Como vocês já devem saber (caso tenham lido o texto anterior que postei aqui nesse humilde espaço), desde que assisti a série “Cooked” no Netflix, resolvi me aventurar na fabricação de um fermento de leveduras feito do zero. Podia comprar no mercado? Podia e inclusive temos estoques de fermento aqui em casa porque se faz pão com certa frequência, mas vocês tem que entender que sou uma senhora de idade na alma e que gosto dessas coisas assim, feitas do zero, completamente naturais (mas de um jeito não-Bela-Gil).
Já adianto pra vocês que caso vocês queiram continuar acompanhando essa história, o spoiler é que até termos um pão já vai ser quase feriado de tiradentes. Isso porque os processos naturais demoram bastante e o pão feito com esse fermento natural demora coisa de dez horas pra crescer (junte isso ao tempo que o fermento demora pra ficar pronto e temos um bocado de tempo a esperar. Pode ser que até lá nem tenhamos presidente mais). Ou seja: temos aqui o conceito de “slow food” elevado ao último grau. Mas de coisas rápidas já bastam as mudanças do país e as mídias sociais. Esse é um espaço de calmaria.
Feita essa introdução inútil, vamos ao que aconteceu hoje. Imagino que todos estejam curiosos pra saber se o George está vivo, certo?
Dia 3 — Nada de novo no front
Como contei no diário de ontem (leia aqui), no finzinho da noite de ontem alimentei o George com suco de abacaxi e farinha integral. Como não sou muito boa nisso de seguir receitas (faço tudo no olho, meu namorado maníaco da receita acha um horror), achei que a massa estava um pouco dura e coloquei um tico mais de suco de abacaxi e farinha e acabei temendo pela integridade física de George.

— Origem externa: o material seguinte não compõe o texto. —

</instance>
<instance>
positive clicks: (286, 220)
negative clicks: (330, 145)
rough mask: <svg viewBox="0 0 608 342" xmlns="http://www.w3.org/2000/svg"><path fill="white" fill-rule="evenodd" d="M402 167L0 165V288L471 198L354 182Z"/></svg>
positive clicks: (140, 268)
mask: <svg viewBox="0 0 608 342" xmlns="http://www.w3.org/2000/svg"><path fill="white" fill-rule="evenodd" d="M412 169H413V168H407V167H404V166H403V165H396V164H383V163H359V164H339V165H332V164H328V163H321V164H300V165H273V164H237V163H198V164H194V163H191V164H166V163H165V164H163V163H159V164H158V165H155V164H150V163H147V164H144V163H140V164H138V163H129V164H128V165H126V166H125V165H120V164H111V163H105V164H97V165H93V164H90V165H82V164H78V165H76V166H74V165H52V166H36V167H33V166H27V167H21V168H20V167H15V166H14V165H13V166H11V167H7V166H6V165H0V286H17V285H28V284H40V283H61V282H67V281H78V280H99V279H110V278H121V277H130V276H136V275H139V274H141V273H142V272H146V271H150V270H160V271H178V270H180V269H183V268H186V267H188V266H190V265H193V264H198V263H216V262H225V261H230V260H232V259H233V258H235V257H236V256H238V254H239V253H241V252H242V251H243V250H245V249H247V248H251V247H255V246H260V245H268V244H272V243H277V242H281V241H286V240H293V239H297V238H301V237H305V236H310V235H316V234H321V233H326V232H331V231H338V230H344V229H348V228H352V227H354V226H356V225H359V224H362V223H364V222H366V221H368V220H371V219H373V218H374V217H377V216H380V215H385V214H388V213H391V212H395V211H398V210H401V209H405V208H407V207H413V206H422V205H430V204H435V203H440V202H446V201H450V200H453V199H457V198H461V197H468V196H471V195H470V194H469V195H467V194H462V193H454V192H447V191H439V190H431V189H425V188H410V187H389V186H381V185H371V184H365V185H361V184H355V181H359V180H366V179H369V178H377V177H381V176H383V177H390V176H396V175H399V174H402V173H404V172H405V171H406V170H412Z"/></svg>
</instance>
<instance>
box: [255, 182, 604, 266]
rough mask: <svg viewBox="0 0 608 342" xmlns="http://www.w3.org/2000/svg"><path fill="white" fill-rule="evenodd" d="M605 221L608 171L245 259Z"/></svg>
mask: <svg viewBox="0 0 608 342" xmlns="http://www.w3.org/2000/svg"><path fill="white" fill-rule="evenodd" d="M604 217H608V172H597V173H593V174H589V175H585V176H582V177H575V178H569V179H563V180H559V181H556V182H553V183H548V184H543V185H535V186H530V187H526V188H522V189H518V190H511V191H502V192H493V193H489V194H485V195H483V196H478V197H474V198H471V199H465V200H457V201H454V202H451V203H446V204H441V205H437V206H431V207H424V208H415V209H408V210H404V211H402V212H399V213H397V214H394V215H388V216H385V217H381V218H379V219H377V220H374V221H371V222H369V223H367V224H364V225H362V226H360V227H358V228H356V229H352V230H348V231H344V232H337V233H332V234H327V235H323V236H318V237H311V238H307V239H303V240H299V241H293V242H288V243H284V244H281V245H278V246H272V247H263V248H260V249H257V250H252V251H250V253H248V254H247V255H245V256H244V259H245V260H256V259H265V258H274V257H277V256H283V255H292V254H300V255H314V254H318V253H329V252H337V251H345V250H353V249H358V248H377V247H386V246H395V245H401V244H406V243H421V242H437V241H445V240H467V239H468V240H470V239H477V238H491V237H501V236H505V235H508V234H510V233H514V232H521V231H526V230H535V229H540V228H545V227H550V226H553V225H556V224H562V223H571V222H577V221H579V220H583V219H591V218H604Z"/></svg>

Felizmente, hoje ao acordar atestei que estava tudo bem. O fermento continua borbulhando e hoje já deu pra ver que a massa tinha um aspecto mais aerado. Nessas 72 horas temos de novo um exercício de paciência: o bicho está crescendo, mas ainda não podemos alimentá-lo, é preciso esperar mais um pouquinho. Segundo as instruções que estou seguindo, quando 96 horas se completarem a gente tem que alimentar o George de novo. Estou esperando ansiosa.


A graça de ter uma coisa viva dentro do seu armário é que você pode dar olhadinhas (não muito, porque o bicho é muito sensível) e ver que mudanças estão acontecendo. Deve ter reações químicas muito malucas e algo que a ciência deve explicar de um jeito muito didático, mas eu sou redatora e não entendo nada de química. Sei o que vejo: ter algo se formando dentro do seu armário que uma hora se tornará comida é uma espécie de milagre. Nem digo milagre no sentido religioso, mas um milagre da ciência, da natureza, entenda como quiser. Fato é que ver algo surgindo do nada, apenas com suco de abacaxi e farinha me dá uma espécie de felicidade boba.
Mexi o George três vezes no dia. Dizem que é o máximo que você pode cutucar o bicho. Acho que os fermentos são reservados, assim como eu. É muito importante preservar o ar dentro da mistura porque é também isso que alimenta os fungos e bactérias que vão criar o fermento. Agora só mexo nele amanhã porque é preciso respeitar o alimento (e as vontades de George).
Volto amanhã com mais novidades, sim? Me desejem sorte e muito obrigada pelos comentários, foram bastante valiosos.